Главная страница «Первого сентября»Главная страница журнала «Литература»Содержание №36/2002

Архив

ПЕРЕЧИТАЕМ ЗАНОВО

Владислав НИКОЛАЕНКО


«Куликовская битва». Художник С.А. Коровин. 1900-е гг.

А.А. Блок. “Мы, сам-друг, над степью в полночь стали...”

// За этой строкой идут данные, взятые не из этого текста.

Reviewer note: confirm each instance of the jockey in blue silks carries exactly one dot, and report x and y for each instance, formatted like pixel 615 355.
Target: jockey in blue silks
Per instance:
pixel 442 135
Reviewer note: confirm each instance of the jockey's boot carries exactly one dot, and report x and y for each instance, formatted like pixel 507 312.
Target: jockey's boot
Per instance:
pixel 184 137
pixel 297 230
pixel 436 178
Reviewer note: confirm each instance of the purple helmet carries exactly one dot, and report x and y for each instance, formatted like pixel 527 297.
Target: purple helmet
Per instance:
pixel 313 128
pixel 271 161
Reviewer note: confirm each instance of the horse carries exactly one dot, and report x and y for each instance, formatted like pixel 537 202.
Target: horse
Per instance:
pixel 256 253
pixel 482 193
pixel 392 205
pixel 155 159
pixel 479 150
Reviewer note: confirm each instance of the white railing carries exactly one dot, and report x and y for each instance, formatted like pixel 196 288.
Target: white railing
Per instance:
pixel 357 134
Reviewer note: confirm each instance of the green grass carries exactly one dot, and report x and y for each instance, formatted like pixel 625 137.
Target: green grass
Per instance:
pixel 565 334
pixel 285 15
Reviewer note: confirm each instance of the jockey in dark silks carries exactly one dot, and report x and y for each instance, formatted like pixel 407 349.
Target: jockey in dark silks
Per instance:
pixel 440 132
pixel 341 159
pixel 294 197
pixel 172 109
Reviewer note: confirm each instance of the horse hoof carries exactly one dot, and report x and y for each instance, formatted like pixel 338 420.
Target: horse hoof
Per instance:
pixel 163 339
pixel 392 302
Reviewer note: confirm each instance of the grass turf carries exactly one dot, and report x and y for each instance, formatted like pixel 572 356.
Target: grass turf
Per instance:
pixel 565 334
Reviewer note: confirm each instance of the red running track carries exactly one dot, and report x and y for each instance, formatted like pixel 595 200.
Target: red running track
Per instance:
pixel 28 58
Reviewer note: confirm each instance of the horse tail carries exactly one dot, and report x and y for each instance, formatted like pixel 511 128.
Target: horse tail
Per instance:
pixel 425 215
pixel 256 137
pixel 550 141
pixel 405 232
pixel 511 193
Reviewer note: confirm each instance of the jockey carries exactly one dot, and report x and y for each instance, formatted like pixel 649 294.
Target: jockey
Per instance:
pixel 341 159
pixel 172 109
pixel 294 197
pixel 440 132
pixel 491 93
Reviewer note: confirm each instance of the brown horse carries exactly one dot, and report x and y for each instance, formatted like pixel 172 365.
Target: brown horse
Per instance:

Стихотворение в контексте цикла «На поле Куликовом»1

Это стихотворение теснее прочих связано если не с реальными, то с легендарными приметами Куликовской битвы, и поэтому больше стилизовано под старину и, как увидим далее, под фольклор. В основе его сюжета — легендарное гадание перед боем:

Размер первого стихотворения цикла — расшатанный разностопный ямб — редкий, отчётливой традиции, кажется, не имеет и лишь смутно напоминает о балладе. Размер второго — пятистопный хорей — напротив, имеет целых две традиции, обе для Блока здесь важные: лирическую и эпическую. Лирическая идёт от лермонтовского «Выхожу один я на дорогу...» с его темами: дорога, ночной пейзаж, смерть. Эпическая — от стиха сербских песен; для Блока этот размер ассоциировался со «Словом о полку Игореве» — в его время самым популярным переводом «Слова» был перевод А.Майкова, выполненный как раз пятистопным хореем (“Обернулась девою Обида // И ступила на землю Трояню...”)2. Блок, однако, выбирает именно лирическую разновидность размера (и в ритме, и в чередовании окончаний его стих следует за Лермонтовым, а не за Майковым): эпический размер стёр бы дистанцию между историей и предметом стихотворения, а Блок этой дистанцией дорожит. Ему нужно одновременно и напомнить о реальной битве, и отличить собственные картины от исторических.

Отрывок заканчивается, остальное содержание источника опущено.